Existence outside of data
This was a rather disturbing idea to me — and based on audience questions, to some others in the lecture hall as well. My intuitive sense is that of course I exist outside of my data flows, detached from my data shadow. I’m signaling my age here, but I did not get an email address or start using the Internet until I was in high school. I didn’t join Facebook until about 10 years ago. Heck, I only joined Twitter in August. Did I not exist before I embedded myself into these webs of social media? Before I started trafficking in the Internet of Things? Not only do I intuitively feel like I exist to myself outside of data flows, I know I exist to my friends and family as well.

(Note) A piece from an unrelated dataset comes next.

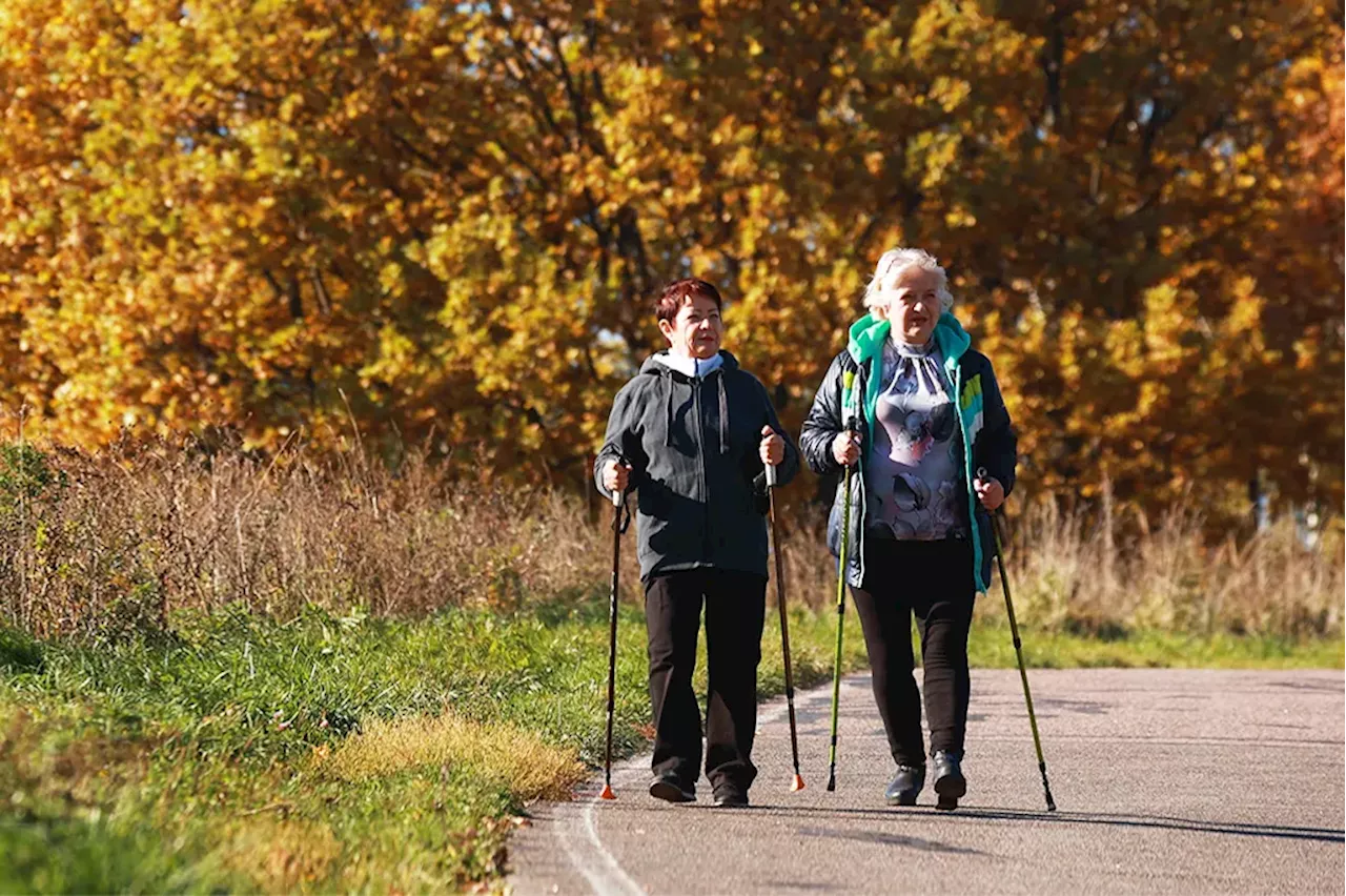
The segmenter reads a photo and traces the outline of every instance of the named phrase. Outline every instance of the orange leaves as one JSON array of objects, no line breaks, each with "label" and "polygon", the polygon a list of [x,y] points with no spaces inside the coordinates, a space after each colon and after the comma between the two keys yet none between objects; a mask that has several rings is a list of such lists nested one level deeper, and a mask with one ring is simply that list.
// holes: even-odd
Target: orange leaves
[{"label": "orange leaves", "polygon": [[1027,483],[1238,480],[1254,414],[1257,463],[1331,453],[1346,409],[1291,413],[1346,375],[1324,15],[1020,7],[7,0],[0,401],[265,445],[345,393],[577,482],[664,280],[723,288],[797,424],[911,242]]}]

So maybe it’s true that I don’t exist to Amazon outside of my online purchases or Prime Video streaming, or I don’t exist to Google when I’m not logged into Chrome – but they don’t define me to me or to those I interact with in the physical world.
Transparency without control
Back to the Bowker lecture…if we accept that we are at least in part defined by our data flows, what are we going to do about it? How do we fight back? (Supposing that, to my dismay, using Google “in cognito” windows falls short.) Part of the way to fight our way out of our data prisons, Bowker argued, was through transparency. If the algorithms companies use to crunch our data and mine our data flows for precious ore — if those can be made public, we will have made one step further towards liberation, towards political action, he argued.

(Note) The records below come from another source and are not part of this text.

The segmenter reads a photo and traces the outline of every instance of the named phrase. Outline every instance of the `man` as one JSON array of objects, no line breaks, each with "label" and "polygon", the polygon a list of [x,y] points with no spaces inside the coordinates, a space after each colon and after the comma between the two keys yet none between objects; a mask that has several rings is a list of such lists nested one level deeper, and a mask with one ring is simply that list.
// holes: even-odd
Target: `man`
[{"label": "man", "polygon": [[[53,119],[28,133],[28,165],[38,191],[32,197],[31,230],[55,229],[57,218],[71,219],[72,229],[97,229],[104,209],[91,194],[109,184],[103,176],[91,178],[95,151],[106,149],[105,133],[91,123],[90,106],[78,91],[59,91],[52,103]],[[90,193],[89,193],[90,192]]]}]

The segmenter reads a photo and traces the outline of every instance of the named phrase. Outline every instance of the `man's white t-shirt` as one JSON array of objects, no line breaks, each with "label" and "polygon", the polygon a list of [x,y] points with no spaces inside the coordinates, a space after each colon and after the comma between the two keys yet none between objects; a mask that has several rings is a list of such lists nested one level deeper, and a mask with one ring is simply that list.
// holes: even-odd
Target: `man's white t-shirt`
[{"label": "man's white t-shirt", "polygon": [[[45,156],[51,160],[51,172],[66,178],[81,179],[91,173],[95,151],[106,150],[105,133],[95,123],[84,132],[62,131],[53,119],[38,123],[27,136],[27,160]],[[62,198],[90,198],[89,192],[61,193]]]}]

Ok, I get that — maybe transparency is a necessary first step. But it is far from sufficient. Seeing what controls and potentially manipulates you may be a bit empowering, but that bigger agent still has the data, still builds and runs the algorithms. You need skills, training, and access to be able to do anything with or about the algorithm. It’s akin to when you’re on a web page and you know you can browse the source code with a right click and “view source.” But if you don’t know html code and CSS (cascading style sheets) and what not, you can’t really do much to change what you’re looking at or what it does. Right there, me not even being able to list all the things you’d need to know — that’s an example of my ignorance and inability to take control just because something is made visible to me.
Visible genomes
Spoiler: here’s the point in my post where I draw in my dissertation research on consumer genomics, and in particular what people are doing with the “raw” or uninterpreted genetic data. I suspect that what motivates some people in this context is Bowker’s attractive idea that transparency alone is empowering. Just let me see my data – my sequence of A’s, C’s, G’s, T’s – and maybe that will bring me some insight and perhaps even some control over who I am, what diseases I may face later in life, etc.

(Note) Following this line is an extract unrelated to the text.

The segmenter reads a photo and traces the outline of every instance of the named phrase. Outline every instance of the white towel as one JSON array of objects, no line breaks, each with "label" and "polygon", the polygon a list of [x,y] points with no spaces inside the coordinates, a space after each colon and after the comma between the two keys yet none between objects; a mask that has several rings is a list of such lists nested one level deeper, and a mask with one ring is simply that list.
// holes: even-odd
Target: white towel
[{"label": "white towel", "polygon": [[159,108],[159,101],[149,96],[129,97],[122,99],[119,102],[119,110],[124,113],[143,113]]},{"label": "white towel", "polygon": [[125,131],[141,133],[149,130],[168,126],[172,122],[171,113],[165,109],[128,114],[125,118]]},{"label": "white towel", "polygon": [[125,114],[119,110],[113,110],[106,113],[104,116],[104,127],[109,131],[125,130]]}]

But to the extent that might happen, I think it’s much more likely that rendering the raw data visible, downloadable, parse-able, may not do much at the individual level. Now granted I work with genetic data in a research context rather than in a clinical or medical context, so that skews my perspective. But the types of data people can currently get from consumer genomic testing, at least, is arguably much more valuable in the aggregate than to the individual who just has his or her data file. It’s analyses that are run on large scale genetic datasets that can teach us more about how human health and disease work, not so much about how DNA variants shape an individual’s trajectory.
I’m not saying transparency, of big data, algorithms, or genomes is bad — as Bowker indicated, it may indeed be a necessary first step. But let’s not get distracted by the allure of just seeing behind the curtain, of peering into Narcissus’ pool of data about ourselves.